How Will Facebook’s Zuckerberg Adapt to Working in the Public Eye?

As a 28-year-old CEO at the helm of the largest social networking company in the world, Facebook co-founder Mark Zuckerberg has seen his share of scrutiny.

He will now get even more as a newly born public company leader, so we asked a panel of thoughtful insiders to reflect on how it might change his work style.

How do you think Mark Zuckerberg will adapt to working in the public eye?


Brandee Barker Former Director of Communications, Facebook

Mark has been adapting to the public eye for many years now, since the media widely criticized him for turning down Yahoo's offer to buy Facebook for $1B in 2006. By now, there have been millions of stories written about Mark, scrutinizing everything from his Adidas sandals, hoodie sweatshirts and eating habits to his relationship, personal travel and bodily functions. Through all of this, Mark leads Facebook with great focus, passion and conviction -- and his results speak for themselves. My hope and expectation is that very little will change about how Mark works from May 18 forward.

Jason Hirschhorn Owner, The ReDEF Group; Former President, Myspace

From an outsider's POV, Mark has grown his ability to work under the kind of scrutiny most couldn't imagine, whether it be his company communications or public interviews. Age, experience and having Sheryl Sandberg as a partner have contributed to this evolution and it likely will continue.
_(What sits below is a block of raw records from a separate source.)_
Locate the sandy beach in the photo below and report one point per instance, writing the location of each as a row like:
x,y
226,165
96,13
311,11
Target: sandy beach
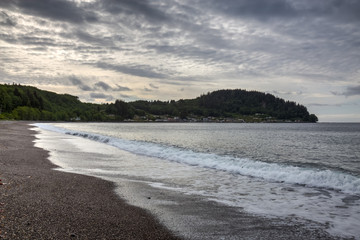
x,y
39,203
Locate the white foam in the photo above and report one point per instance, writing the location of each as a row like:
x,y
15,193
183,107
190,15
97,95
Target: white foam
x,y
268,171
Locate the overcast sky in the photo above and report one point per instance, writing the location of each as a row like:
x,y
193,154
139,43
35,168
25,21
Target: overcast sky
x,y
300,50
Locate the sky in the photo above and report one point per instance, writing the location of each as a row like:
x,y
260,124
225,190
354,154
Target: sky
x,y
101,50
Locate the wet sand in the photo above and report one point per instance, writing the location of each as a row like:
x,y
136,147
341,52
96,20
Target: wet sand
x,y
37,202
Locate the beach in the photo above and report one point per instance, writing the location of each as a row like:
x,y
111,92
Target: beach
x,y
40,203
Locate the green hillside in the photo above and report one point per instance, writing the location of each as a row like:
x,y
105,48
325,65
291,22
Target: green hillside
x,y
29,103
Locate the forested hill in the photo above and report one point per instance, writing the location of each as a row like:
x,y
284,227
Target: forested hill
x,y
29,103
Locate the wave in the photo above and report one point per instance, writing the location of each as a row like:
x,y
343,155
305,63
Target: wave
x,y
268,171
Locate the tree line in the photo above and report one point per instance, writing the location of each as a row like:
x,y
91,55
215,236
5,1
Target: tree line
x,y
29,103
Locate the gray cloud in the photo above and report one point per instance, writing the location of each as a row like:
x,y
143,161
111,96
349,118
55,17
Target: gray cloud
x,y
77,82
136,8
101,96
121,89
270,9
103,85
352,91
153,86
106,87
59,10
6,20
136,70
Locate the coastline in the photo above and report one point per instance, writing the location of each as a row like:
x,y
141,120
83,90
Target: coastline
x,y
40,203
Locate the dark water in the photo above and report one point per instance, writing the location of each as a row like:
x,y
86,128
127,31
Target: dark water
x,y
311,171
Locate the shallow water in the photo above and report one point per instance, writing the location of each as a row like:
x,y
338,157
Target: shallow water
x,y
303,171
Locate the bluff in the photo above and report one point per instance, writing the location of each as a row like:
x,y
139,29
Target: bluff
x,y
29,103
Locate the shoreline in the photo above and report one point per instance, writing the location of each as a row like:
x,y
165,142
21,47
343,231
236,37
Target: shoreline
x,y
38,202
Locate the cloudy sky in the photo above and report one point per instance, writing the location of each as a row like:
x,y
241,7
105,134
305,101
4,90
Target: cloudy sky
x,y
101,50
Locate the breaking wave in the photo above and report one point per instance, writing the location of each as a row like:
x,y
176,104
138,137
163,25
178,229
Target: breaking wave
x,y
268,171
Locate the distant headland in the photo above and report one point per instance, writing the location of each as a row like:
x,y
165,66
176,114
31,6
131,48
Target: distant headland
x,y
18,102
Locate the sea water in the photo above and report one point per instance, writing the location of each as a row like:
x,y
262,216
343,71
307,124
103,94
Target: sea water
x,y
301,171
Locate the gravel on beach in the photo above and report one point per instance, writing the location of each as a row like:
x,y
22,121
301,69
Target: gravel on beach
x,y
37,202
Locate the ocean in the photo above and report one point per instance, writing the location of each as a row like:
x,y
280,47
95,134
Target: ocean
x,y
304,174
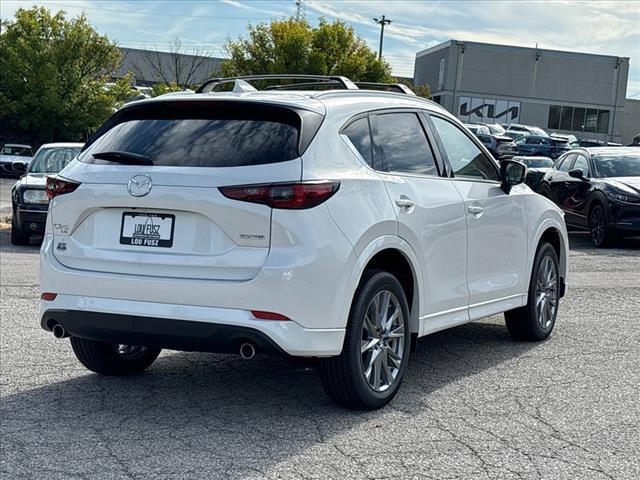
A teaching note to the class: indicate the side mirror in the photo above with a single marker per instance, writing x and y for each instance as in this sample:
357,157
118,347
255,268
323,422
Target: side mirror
512,173
577,173
19,167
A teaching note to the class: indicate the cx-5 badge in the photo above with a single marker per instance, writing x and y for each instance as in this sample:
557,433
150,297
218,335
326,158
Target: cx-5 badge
139,185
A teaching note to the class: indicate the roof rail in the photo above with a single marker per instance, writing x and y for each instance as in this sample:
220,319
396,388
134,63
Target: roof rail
315,81
387,87
344,82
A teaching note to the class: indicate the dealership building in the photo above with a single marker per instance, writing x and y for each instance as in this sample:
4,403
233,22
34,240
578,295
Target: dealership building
565,92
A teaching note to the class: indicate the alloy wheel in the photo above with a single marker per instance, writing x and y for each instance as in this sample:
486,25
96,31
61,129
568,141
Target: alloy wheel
382,343
597,225
547,293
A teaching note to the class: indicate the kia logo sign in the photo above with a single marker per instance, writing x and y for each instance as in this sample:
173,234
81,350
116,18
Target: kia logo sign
488,109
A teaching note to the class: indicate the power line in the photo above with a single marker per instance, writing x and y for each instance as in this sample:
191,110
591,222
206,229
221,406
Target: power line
154,14
382,22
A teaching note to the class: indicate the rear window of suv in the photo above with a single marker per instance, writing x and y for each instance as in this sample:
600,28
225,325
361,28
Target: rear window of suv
201,134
As the world quickly shifts to the new universe that brings with it questions about use of data and privacy, he will need to consider his vision with the changing views of his user base. That tension will be something to watch. Interestingly, I think it's the media and the street that need to get used to a new breed of CEO with new values and ways of doing things that may not fit the past or current "norms." Product experience over profit maximization. Time in the office over the road. Hoodies over suits. My bet is he'll be just fine.

Anil Dash Managing Director, Activate; Director, Expert Labs

Zuckerberg won't have a hard time adjusting to doing product work in public -- every choice the company makes in that realm is already scrutinized extensively anyway. But making decisions about operations and finances -- and implicitly revealing the company's priorities as a result -- are going to require a huge adjustment in a publicly-traded Facebook. The biggest challenge will be having outsiders second-guessing Zuckerberg not just on decisions, but on the autocratic process by which he makes and enforces them.

Robert Scoble Startup Liaison, Rackspace Hosting

He'll be great -- going public is going to make Facebook the world's most dominant brand, and Mark's the right guy to do it. He's a quick study, and he understands social the way nobody else in the industry does. Just the fact that they haven't focused on monetization, that they don't make any money on mobile yet, is wild. They'll be able to turn on a whole new form of mobile advertising pretty quickly and make billions.